Your variants, decoded
This is the single best-studied SLCO1B1 variant. The T allele is the normal, full-speed transporter. Each C allele slows the liver doorman down, so the active statin clears more slowly and sits in the blood at higher levels. The direction is consistent: more C, more exposure.
| TT | Normal OATP1B1 function. Your liver pulls statins out of the blood at the usual rate, so blood levels stay in the expected range. This is the reference group in the research. |
| TC | One slowed-down copy, an intermediate effect. In a single-dose simvastatin study, active simvastatin acid in the blood ran higher than in TT carriers but lower than in CC carriers (CC exposure was about 120% above the TC group). A common, real result worth flagging to a prescriber. |
| CC | Two slowed-down copies, the strongest effect. In that same study, active simvastatin acid exposure was about 221% higher than in TT carriers. This is the genotype most associated with elevated statin blood levels and the most reason to discuss statin choice and dose with a clinician. |
Genotypes are shown order-insensitively and on the forward strand; your own export may print the complementary letters — the meaning is the same.
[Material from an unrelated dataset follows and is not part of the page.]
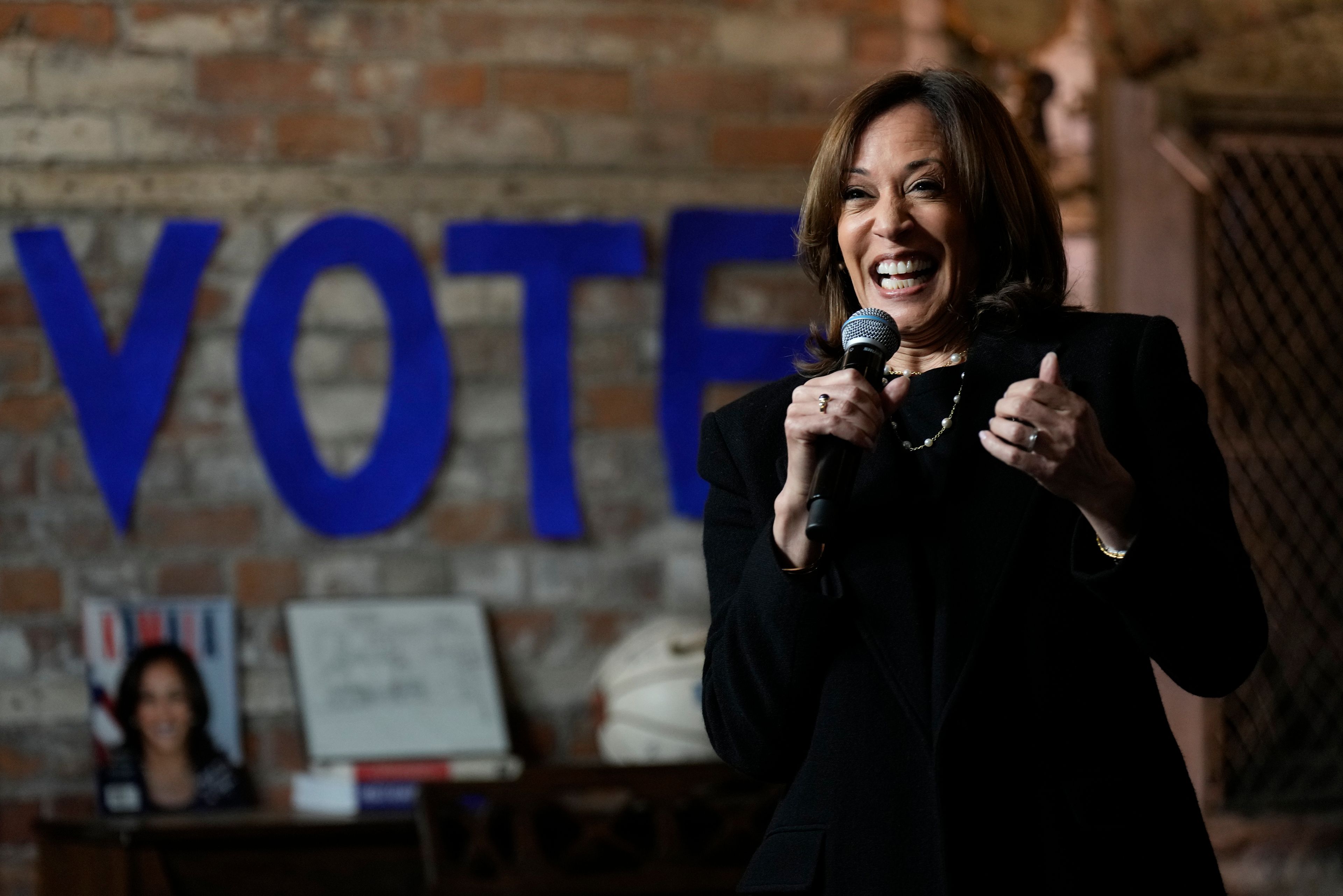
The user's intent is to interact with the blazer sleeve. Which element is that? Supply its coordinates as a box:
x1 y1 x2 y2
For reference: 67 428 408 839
1072 317 1268 697
698 414 834 781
What the research suggests
If you carry a C allele at rs4149056, the active form of simvastatin reaches higher blood levels because the OATP1B1 transporter clears it more slowly. In a controlled single-dose study, simvastatin acid blood exposure was about 221% higher in CC carriers than in TT, and about 120% higher in CC than in the intermediate TC group. Because the effect is statin-specific and largest for simvastatin, the grounded move is letting a clinician match the statin and dose to your genotype. No over-the-counter product changes how this transporter works, and nothing here should replace medical advice.
PubMed 17108811 · single 40-mg simvastatin dose in volunteers grouped by SLCO1B1 c.521 genotype; active simvastatin acid blood exposure (AUC) was 120% and 221% higher in CC carriers than in TC and TT carriers respectively, with no significant change to the inactive parent drug (simvastatin lactone).
Educational only — not medical advice. “General evidence” means the finding is real but the supplement’s benefit isn’t unique to your genotype.
See this matched to your own DNA — free.
Upload your 23andMe or AncestryDNA file and get your actual SLCO1B1 result, plus every other actionable variant — each line cited, your file never stored.
Questions
Does a C allele mean I can't take statins?
No. It means the active form of certain statins, especially simvastatin, tends to reach higher blood levels in you, which is linked to a higher chance of muscle side effects. Plenty of people with a C allele take statins safely, often on a different statin or a different dose. That's a decision for your doctor, who can weigh your full picture.
Should I stop or lower my statin if I find out I'm CC?
Never adjust or stop a statin based on a genetics result alone. Statins are managing real cardiovascular risk, and stopping carries its own danger. Bring the result to your doctor or pharmacist and let them decide whether a switch or dose change makes sense for you.
Why does my 23andMe file show different letters than TT, TC, or CC?
Genotyping reads one strand of the DNA double helix, and your raw export may print the complementary letters. For rs4149056, T and C can appear as A and G respectively (T pairs with A, C pairs with G). So an A/G result is the same as a T/C result here. The biology doesn't change, just the letter the file happened to print.
Does this affect all statins equally?
No, and that's the useful part. The effect is largest for simvastatin, smaller for atorvastatin, and smallest for pravastatin and rosuvastatin. So even if you carry the higher-exposure genotype, there are usually statin options with a gentler interaction. Your prescriber can pick accordingly.
Is this the same as having high cholesterol genes?
No. SLCO1B1 has nothing to do with how much cholesterol you make or carry. It's purely about how your liver handles the drug once you take it, basically a pharmacology gene rather than a cholesterol gene.